2026-05-26 18:10:09 +02:00 · 2026-05-26 18:10:09 +02:00 · d0e98b9cb7
commit d0e98b9cb7
parent 56ec0b4a81
6 changed files with 127 additions and 381 deletions
--- a/PLAN.md
+++ b/PLAN.md
@ -1,340 +0,0 @@
 # Insider Copytrade System -- Implementation Plan
 ## Description
 A personal system that monitors SEC EDGAR Form 4 filings in real-time, filters for high-quality insider buying signals, alerts via Slack, and optionally executes trades automatically through Alpaca's paper or live trading API.

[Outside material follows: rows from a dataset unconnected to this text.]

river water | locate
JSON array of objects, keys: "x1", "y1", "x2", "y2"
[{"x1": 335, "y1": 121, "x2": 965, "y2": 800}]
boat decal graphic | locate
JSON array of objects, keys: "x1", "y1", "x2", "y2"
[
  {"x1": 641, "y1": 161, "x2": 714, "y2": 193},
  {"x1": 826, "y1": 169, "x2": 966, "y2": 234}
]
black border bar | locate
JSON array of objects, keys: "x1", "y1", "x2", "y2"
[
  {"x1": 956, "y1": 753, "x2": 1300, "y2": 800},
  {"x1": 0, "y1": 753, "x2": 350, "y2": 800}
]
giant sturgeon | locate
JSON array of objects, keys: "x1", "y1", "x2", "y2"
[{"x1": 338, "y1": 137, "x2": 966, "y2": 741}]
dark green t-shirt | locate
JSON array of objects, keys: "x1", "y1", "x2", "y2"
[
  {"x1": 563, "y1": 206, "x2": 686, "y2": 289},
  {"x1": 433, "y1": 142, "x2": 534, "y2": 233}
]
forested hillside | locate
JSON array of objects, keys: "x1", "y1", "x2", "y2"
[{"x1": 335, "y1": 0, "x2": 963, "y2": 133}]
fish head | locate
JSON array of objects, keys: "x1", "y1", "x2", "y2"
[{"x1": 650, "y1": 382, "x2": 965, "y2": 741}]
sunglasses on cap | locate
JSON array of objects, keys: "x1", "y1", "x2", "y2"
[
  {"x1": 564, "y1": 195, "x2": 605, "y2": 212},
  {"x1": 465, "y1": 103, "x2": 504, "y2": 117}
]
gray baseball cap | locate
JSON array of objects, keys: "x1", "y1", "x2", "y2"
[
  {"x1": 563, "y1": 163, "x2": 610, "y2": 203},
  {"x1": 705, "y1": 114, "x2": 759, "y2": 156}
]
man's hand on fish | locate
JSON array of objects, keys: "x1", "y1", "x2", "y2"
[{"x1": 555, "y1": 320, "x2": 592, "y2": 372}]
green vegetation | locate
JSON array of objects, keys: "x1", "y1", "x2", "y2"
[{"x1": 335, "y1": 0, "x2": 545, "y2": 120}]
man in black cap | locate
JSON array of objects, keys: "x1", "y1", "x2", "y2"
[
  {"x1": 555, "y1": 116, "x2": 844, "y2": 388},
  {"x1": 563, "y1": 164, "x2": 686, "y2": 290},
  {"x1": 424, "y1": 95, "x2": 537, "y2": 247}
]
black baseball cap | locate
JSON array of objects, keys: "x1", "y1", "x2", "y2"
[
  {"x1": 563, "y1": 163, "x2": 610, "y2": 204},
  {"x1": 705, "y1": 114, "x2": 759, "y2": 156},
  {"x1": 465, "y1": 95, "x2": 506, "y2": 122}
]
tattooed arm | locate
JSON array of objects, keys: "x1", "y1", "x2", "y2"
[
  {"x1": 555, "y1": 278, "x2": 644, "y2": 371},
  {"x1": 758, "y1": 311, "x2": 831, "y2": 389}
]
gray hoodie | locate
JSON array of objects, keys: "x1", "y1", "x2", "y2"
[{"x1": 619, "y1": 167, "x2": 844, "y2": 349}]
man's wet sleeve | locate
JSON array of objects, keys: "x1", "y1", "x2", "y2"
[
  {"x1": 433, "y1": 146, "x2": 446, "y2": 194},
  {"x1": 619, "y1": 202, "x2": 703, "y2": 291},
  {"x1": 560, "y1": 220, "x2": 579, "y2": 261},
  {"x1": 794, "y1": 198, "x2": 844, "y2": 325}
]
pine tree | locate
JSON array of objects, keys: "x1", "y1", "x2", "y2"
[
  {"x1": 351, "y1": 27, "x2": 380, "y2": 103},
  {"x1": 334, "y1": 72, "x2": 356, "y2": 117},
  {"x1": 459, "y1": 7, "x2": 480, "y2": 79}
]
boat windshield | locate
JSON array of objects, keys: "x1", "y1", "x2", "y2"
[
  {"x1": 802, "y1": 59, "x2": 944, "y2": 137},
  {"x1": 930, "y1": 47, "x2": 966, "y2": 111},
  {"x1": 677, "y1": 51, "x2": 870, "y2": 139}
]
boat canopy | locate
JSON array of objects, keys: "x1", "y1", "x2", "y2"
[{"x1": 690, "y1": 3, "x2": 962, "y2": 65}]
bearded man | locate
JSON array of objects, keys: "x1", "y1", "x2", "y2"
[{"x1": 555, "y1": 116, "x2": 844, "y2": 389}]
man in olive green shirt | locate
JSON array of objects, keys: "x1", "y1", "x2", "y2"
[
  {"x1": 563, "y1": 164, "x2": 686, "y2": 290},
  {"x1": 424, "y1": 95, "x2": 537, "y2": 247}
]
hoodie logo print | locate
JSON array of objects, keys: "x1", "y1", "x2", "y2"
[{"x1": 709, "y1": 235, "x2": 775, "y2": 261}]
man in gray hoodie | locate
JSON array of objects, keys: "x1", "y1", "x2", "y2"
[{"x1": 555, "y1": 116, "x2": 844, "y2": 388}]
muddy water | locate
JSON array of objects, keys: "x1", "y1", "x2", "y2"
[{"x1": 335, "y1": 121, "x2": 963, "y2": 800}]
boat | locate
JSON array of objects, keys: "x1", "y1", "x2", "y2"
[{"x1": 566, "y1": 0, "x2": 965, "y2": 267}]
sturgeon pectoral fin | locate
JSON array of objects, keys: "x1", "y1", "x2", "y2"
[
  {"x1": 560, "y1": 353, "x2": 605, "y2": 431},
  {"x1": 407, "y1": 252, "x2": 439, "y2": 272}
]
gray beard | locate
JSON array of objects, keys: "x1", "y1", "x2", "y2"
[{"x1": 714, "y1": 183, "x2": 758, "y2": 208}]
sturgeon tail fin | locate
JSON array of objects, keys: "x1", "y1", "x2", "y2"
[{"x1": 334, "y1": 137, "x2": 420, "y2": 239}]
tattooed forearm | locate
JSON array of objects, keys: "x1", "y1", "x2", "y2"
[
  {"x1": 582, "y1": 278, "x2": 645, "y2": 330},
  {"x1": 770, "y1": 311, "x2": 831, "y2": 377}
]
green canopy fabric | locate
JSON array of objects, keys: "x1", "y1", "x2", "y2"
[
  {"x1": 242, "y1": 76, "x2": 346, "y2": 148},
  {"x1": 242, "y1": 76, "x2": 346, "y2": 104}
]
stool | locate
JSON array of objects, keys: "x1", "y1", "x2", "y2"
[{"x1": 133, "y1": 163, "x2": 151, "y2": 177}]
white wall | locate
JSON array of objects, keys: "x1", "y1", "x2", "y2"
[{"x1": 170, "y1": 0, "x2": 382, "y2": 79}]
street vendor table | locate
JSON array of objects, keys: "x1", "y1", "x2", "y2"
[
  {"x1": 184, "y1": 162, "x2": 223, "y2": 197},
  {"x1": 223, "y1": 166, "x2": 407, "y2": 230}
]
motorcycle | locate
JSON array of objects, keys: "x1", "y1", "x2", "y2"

 The system is fully self-hosted, uses only free/public data sources, and requires no third-party data subscriptions.
 ---
 ## Background
 Company insiders (executives, directors, >10% shareholders) must file SEC Form 4 within 2 business days of any trade. This is public data via SEC EDGAR. The signal value of insider *buying* is academically documented -- executives buying their own stock with personal capital is a meaningful vote of confidence, particularly when:
 - Multiple insiders buy simultaneously (cluster signal)
 - The trade is unplanned (not a 10b5-1 scheduled plan)
 - The company is small/mid-cap (less institutional arbitrage)
 The edge vs. political trade copying: 2-day disclosure lag vs. 45 days, and the signal is company-specific rather than sector-level.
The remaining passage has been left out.